Si hablamos de influencia francesa en la ciudad de Porto, rápidamente nos viene a la mente el plato más conocido de Invicta. La francesinha nació en la ciudad en 1934, pero no fue el primer manjar que se inspiró en Francia para reconfortar los estómagos de Porto. Incluso en el siglo XIX, el rey de las tartas ya se estaba sirviendo por toda la ciudad. Cuando se acerca el Día de Reyes hacemos una reverencia a su majestad, el bolo-rei (roscón de reyes).


En 1774, Jean-Baptiste Greuze pintó "Le Gâteau des rois" [La tarta de reyes], un cuadro que representa una antigua tradición francesa vinculada a la Epifanía, un festivo cristiano que conmemora la Adoración de Jesús, el día en que los Reyes Magos llegaron a Belén. En el centro de la armonía familiar, una especie de tortita de hojaldre, la tarta horneada por primera vez en Francia en la época de Luis XIV, y que será el antepasado del bolo-rei que conocemos hoy.


Y a ningún detalle le falta su simbología, tanto si la tarta representaba o no los regalos que los Reyes Magos han dado al Niño Jesús: el oro viene en forma de corona, la mirra es el fruto seco y escarchado, y el incienso proviene del aroma exhalado por el dulce.


Cuenta la leyenda que, en el siglo XVIII, el cocinero de Luis XV puso una moneda de oro en la torta para sorprender al rey, la broma se convirtió en una tradición y hoy es un signo de suerte. Adoptado por el pueblo, se incluyó el haba seca, que “obliga” a quien lo muerde a pagar el bolo-rei del año que viene.


Pero parece que el bolo-rei ya agradaba a los romanos que, durante los banquetes, promovían la elección del "rey de la fiesta" según aquel a quien le tocaba el haba, coronándolo como "el rey del haba".

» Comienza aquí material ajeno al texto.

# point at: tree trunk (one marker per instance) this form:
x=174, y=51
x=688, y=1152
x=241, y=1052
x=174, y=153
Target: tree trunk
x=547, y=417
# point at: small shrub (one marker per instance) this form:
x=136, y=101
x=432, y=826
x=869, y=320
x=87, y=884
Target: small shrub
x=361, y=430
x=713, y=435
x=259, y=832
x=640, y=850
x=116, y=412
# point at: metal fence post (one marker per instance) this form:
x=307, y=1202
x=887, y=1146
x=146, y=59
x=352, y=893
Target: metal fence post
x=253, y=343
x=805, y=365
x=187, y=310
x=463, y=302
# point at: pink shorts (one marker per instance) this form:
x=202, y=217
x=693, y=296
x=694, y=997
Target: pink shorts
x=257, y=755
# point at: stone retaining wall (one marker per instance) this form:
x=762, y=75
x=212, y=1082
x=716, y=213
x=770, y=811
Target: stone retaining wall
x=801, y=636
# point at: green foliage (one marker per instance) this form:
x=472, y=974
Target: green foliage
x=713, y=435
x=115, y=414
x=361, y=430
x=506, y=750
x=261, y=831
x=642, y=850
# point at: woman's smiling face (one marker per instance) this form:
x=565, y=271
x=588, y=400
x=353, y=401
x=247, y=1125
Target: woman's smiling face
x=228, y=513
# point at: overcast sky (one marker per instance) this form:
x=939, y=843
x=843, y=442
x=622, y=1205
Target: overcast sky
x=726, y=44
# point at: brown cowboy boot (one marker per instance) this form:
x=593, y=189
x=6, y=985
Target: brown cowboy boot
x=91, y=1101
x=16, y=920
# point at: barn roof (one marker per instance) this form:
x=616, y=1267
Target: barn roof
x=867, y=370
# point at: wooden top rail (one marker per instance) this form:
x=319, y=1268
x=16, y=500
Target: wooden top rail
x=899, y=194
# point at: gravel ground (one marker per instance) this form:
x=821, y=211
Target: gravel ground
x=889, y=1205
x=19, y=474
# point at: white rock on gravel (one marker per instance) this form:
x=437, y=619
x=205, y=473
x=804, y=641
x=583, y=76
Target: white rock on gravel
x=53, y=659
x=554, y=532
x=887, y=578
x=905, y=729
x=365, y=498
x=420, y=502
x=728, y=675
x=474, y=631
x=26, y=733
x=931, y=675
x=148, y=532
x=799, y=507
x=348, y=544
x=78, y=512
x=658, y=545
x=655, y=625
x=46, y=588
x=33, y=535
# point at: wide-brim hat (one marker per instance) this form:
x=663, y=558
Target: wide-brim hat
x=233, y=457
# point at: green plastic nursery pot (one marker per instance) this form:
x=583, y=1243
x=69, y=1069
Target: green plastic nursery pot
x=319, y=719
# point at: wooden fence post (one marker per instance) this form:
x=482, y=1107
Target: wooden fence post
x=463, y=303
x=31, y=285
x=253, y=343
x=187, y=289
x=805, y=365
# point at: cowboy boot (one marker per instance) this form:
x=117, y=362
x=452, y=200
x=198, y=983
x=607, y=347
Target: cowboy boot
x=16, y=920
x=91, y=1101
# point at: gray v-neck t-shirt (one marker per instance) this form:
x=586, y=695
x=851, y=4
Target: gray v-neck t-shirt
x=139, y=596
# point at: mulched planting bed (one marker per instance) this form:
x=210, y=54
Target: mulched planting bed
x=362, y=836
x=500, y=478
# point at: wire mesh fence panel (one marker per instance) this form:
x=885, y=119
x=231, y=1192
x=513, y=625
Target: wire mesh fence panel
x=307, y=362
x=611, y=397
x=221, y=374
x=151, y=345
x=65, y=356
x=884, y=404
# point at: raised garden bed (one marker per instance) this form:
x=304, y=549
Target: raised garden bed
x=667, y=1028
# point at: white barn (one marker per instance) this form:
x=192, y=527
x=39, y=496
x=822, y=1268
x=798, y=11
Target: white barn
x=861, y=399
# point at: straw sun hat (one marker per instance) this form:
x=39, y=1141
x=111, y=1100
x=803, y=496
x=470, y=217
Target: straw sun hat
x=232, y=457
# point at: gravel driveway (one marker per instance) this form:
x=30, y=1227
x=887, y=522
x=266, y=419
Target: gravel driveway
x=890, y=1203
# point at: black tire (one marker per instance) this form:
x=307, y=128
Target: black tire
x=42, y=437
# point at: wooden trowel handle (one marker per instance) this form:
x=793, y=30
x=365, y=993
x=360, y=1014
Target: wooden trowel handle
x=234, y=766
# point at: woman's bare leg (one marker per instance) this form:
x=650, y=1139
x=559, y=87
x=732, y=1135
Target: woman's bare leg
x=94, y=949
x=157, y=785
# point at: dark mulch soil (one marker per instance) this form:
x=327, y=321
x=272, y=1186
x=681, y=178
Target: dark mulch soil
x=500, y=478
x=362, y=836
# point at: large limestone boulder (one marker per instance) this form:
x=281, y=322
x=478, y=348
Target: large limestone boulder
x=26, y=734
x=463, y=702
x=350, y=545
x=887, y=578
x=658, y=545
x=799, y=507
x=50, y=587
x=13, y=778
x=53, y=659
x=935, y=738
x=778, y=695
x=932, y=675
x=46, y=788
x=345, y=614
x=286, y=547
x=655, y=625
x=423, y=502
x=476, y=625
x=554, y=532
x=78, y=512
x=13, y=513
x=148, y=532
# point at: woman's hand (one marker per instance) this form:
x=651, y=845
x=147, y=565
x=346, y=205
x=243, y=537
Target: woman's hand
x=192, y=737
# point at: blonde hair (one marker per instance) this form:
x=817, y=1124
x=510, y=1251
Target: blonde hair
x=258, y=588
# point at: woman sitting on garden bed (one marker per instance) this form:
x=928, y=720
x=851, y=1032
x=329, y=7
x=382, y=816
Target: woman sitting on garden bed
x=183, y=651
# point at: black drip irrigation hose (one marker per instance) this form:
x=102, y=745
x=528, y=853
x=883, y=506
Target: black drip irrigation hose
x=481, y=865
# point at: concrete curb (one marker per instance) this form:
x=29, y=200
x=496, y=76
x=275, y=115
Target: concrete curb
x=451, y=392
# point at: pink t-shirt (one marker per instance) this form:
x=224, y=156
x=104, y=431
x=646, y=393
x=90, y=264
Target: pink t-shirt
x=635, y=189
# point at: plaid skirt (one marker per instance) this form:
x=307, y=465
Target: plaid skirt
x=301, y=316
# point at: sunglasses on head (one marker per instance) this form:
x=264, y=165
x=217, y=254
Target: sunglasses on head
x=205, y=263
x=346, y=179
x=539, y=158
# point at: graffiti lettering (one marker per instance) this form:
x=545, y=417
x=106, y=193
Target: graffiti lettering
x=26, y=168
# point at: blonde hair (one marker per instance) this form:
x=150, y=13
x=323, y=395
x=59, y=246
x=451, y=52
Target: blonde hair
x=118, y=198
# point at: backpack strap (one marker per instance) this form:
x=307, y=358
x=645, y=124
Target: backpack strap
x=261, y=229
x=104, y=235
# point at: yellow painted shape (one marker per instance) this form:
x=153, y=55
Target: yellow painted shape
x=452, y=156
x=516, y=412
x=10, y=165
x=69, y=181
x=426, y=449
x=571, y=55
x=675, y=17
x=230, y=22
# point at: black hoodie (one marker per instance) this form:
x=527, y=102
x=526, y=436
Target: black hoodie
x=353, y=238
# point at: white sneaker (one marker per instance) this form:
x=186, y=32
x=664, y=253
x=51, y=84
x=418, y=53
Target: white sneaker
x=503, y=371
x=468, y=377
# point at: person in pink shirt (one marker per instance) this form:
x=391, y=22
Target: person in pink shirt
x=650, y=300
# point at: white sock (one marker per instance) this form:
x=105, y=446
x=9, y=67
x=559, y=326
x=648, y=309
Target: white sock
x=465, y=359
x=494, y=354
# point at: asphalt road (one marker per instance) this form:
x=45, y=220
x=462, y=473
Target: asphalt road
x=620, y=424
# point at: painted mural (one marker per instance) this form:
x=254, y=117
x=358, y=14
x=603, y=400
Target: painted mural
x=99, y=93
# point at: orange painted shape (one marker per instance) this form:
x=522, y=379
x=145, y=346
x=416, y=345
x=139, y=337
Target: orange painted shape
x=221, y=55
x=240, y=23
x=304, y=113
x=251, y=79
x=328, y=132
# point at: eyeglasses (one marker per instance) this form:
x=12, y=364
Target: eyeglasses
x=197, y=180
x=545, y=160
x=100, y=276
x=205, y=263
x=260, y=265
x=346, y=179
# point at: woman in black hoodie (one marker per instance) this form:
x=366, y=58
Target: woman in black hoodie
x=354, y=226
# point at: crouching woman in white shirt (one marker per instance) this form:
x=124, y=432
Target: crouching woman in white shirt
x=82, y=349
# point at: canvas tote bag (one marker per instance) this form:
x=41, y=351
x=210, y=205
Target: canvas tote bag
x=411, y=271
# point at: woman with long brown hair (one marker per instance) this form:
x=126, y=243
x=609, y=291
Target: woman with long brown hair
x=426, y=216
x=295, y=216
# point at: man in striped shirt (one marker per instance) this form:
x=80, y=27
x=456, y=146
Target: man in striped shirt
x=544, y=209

El postre que conocemos hoy habrá llegado a Portugal en 1870, de la mano de Balthazar Castanheiro Júnior, heredero de la Confeitaria Nacional de Lisboa, y de la creatividad del pastelero Gregório.


Según Guido de Monterey, en “O Porto 2”, citando el diario “O Correio do Porto”, “las crónicas dicen que, en Porto, el tradicional bolo-rei fue introducido” por la entonces Confeitaria Portugueza (más tarde Confeitaria Cascais), gracias a su propietario, Francisco Júlio Cascais, que también había ido a Francia a buscar una receta.


No hay certeza sobre las fechas, 1887, 88 o incluso 90, pero el nombre fue bastante unánime: Bolo-Rei à Parisiense. Este dulce de masa fermentada con frutas escarchadas, pasas y frutos secos se vendió inicialmente solo en la víspera del día de Reyes.


Con un regalo o haba, la torta agradó al paladar de la gente de Porto y comenzó a ser hecho prácticamente en cualquier época del año por las numerosas confiterías de la ciudad, aunque algunas requieren pedido. Hay tradiciones que no querrán perder. Como el nombre original que no se ha perdido.


Es que, con la instauración de la República, en 1910, al igual que en Francia, durante la revolución, el dulce se llamaba Tarta de Navidad, Tarta de Año Nuevo, Tarta-Presidente, Tarta-Nacional o incluso Tarta-Arriaga, en honor al primer presidente electo de la República portuguesa. Pero no se usan más.


¿Le apetece probar este manjar? Aquí tiene algunas sugerencias donde se puede saborear el Bolo-rei durante todo el año: Confeitaria Petúlia, Confeitaria Tavi, Padaria Ribeiro y Confeitaria do Bolhão.